I am dying. Yes, I must be dying, finally. My soul is leaving me. I know it because my life flashes before me or, at least, these last months of suffering. I see and hear and feel all that has been done to me, my former father tasing me as I writhe on the floor, my evil brother and his friends humiliating me as their cocks punch down my throat, my silent mother abandoning me. Day after day, week after week, men after men making me do things that are beyond human comprehension. A town that turns on its sons with a hatred so deep that it knows no pity, no compassion. I am fading. I am floating in a sea of calm as I feel myself giving up my soul.

It does not happen.

I am dragged back into life when I hear the boss yell “Enough” and suddenly, as I open my eyes, the men are gone. There is silence. I do not, cannot, move. He drags me outside on the gravel of the construction site, pebbles cutting into me. And then the water jet hits me, freezing cold water from the hose, spraying me down, washing away the cum and spit, the blood and urine. Nothing gentle about this. I am hosed like an animal in the zoo, like a penned hog before slaughter. I have been brutally brought back to life.

“Get dressed faggot and get your ugly ass out of here.” He throws me a towel and my clothes and somehow, I painfully dry off and somehow pull on my black tee shirt with the pink triangle and my black biker shorts. The stupid pink bowtie is stained and wet. I slowly stand, barely, and, barefoot, numbly stumble toward the exit. I see the workers who assaulted me avert their eyes as they see me staggering. Now they feel guilt. Now.

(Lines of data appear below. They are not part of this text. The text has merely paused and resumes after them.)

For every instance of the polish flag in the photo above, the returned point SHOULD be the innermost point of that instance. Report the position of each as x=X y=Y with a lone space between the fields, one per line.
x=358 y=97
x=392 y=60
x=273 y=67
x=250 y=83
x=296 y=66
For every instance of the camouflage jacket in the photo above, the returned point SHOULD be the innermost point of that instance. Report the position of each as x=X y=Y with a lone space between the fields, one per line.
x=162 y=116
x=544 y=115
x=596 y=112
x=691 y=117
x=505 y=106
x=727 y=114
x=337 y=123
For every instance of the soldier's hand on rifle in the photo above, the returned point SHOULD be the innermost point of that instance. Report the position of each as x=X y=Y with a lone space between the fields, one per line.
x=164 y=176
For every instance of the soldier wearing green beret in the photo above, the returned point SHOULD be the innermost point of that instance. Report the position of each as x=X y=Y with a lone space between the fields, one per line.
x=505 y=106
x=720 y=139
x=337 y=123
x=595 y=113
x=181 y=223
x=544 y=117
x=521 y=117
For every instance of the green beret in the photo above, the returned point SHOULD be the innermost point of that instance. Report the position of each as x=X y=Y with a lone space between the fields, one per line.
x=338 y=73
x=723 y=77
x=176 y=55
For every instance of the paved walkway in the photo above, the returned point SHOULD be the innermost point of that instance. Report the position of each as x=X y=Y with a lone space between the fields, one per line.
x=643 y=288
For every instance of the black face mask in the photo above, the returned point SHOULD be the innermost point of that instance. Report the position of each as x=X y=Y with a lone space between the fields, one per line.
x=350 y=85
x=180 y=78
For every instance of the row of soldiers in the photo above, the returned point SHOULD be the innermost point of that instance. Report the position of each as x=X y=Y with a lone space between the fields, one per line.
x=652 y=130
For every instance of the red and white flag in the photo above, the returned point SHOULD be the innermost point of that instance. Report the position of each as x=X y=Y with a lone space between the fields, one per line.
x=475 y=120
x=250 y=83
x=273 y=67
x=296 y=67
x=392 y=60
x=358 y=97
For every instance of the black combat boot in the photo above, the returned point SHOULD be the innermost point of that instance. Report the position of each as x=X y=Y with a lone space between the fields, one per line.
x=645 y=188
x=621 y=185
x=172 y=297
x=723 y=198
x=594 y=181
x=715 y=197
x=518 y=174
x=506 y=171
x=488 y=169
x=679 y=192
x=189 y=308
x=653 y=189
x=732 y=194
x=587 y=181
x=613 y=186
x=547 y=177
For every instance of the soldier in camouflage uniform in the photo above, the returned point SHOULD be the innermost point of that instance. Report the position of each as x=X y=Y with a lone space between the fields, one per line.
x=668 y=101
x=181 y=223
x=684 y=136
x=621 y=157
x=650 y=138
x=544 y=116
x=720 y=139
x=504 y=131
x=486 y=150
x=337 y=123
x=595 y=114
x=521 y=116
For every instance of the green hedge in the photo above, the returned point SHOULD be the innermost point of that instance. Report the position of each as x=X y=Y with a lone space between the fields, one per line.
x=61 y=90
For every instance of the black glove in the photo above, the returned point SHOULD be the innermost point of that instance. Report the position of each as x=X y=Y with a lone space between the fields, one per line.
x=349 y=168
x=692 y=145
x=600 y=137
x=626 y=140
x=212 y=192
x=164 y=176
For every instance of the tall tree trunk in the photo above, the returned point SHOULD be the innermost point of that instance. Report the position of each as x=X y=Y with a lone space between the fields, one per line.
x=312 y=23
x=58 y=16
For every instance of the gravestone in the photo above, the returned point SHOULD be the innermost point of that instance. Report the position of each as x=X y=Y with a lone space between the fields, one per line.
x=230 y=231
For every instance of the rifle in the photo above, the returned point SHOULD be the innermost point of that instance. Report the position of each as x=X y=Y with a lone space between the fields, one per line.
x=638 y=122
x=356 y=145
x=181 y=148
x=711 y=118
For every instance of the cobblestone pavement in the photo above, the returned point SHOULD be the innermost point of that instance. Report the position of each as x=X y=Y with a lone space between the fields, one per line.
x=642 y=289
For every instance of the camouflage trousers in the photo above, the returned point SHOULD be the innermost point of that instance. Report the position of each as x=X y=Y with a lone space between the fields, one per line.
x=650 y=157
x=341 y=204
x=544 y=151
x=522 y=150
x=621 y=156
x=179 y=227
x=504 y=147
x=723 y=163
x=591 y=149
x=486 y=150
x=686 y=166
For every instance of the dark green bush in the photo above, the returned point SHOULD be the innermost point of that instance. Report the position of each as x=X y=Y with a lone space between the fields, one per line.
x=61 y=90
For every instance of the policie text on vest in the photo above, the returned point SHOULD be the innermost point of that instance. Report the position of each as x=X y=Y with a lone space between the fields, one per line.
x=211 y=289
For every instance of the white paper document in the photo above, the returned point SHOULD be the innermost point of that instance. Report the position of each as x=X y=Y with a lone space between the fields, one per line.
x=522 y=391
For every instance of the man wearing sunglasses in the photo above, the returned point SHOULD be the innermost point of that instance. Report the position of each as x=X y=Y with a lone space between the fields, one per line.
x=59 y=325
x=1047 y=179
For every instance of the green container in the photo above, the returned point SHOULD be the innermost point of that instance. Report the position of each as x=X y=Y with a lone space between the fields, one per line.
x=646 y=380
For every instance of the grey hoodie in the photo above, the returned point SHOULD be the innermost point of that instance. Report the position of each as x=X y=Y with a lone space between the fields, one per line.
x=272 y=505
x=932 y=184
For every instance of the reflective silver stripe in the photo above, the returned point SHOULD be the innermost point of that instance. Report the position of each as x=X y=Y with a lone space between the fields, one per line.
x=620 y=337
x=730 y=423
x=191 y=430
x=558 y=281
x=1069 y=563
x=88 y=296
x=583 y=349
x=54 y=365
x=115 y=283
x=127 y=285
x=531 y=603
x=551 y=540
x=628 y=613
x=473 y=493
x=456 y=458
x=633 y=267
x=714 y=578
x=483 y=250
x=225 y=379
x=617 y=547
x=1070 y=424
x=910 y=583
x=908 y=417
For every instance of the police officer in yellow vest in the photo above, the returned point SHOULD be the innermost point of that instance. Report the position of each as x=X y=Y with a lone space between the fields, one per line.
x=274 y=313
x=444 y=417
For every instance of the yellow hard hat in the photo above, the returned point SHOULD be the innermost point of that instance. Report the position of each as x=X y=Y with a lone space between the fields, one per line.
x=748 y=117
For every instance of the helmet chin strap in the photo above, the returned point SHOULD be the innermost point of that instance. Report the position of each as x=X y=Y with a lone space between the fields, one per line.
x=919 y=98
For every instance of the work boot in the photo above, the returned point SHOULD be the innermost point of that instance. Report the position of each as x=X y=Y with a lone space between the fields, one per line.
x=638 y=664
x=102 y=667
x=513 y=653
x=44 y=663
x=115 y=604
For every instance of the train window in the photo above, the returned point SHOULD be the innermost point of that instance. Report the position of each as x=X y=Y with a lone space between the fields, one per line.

I get to the front of the building where my former father awaits me. I see by his look that he is shocked. “What have you done to my servant? What did you have him do? He is a mess” he calls out to the boss. The boss shrugs and tells my former father that construction is hard work. And then he walks away.

I crawl into the backseat. My father, the man who has brought me so much suffering, has a shocked look on his face. He starts to drive and gently asks if I am thirsty. He has not spoken to me in such a voice for almost four months. He hands me his water bottle and tells me to drink. That is his sole act of charity. He drives me to the next job.